Investing.com - The euro pulled back from session lows against the dollar on Tuesday as data showing that U.S. consumer confidence deteriorated this month tempered expectations for higher interest rates.
EUR/USD was last at 1.1056, off 0.28% for the day, from lows of 1.1022 ahead of the report.
The Conference Board, a market research group, said its index of consumer confidence fell to 90.9 this month from a downwardly revised 99.8 in June. Economists had forecast a reading of 100.0.
A less optimistic outlook for the labor market, as well as uncertainty and volatility in financial markets prompted by the situation in Greece and China sapped investor sentiment, the report said.
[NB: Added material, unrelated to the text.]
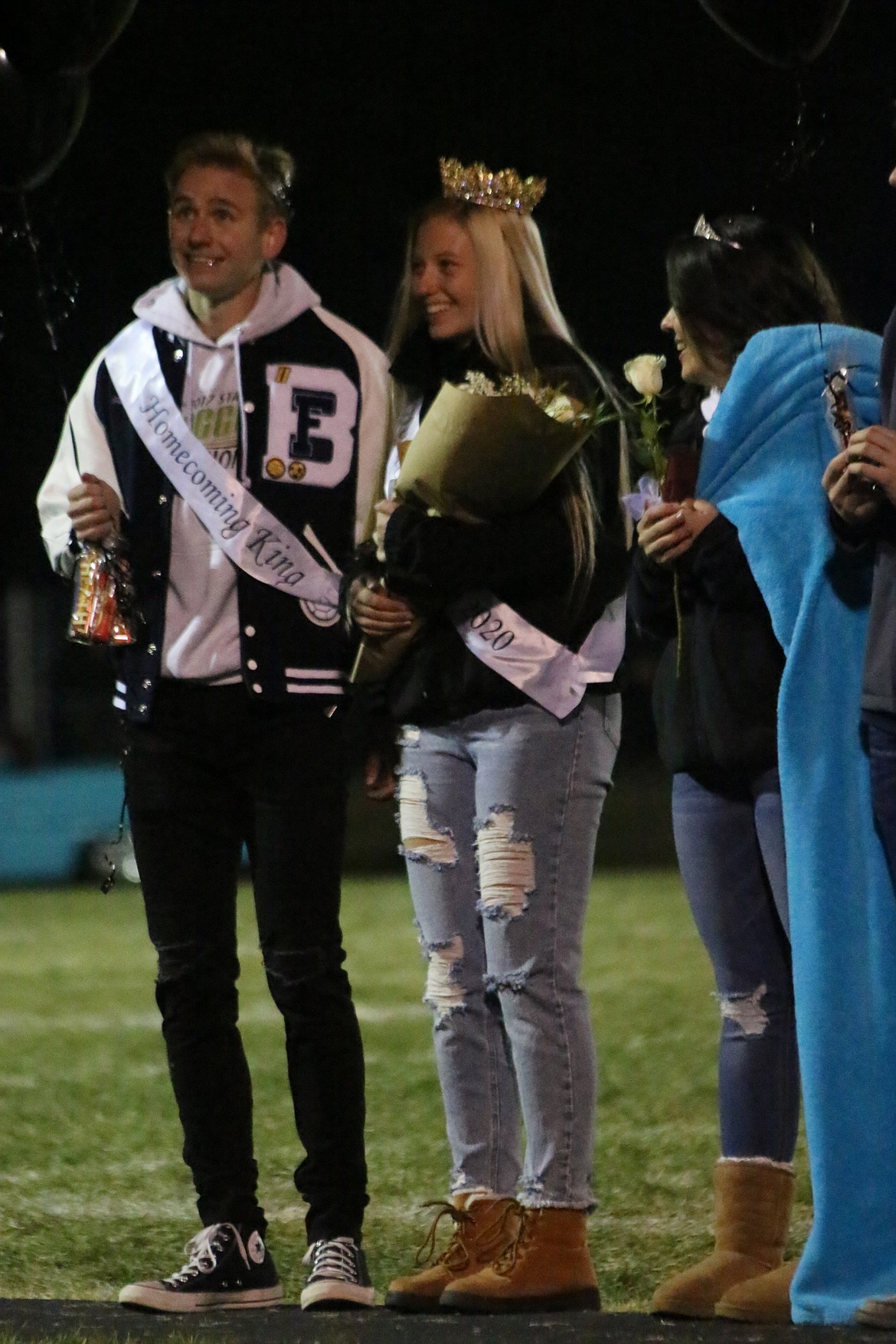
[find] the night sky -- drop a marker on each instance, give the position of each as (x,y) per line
(641,115)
Other reports earlier Tuesday showed that U.S. house price growth stalled in May, while activity in the service sector picked up this month.
Demand for the dollar continued to be underpinned ahead of the start of the Federal Reserve’s two day policy setting meeting later in the day.
Investors were looking ahead to Wednesday’s Fed statement to see if policymakers would give any indication on the timing of an initial rate hike.
Fed Chair Janet Yellen has said the central bank could raise rates as soon as September if the economy continues to improve as expected.
The U.S. was to release figures on second quarter growth on Thursday, which were expected to show that the economy rebounded following a contraction in the first quarter following an unusually harsh winter.
The dollar eased against the yen, with USD/JPY last at 123.60, holding below session highs of 123.8.
The U.S. dollar index, which measures the greenback’s strength against a trade-weighted basket of six major currencies, was up 0.28% to 96.89, remaining above Monday’s two week lows of 96.28.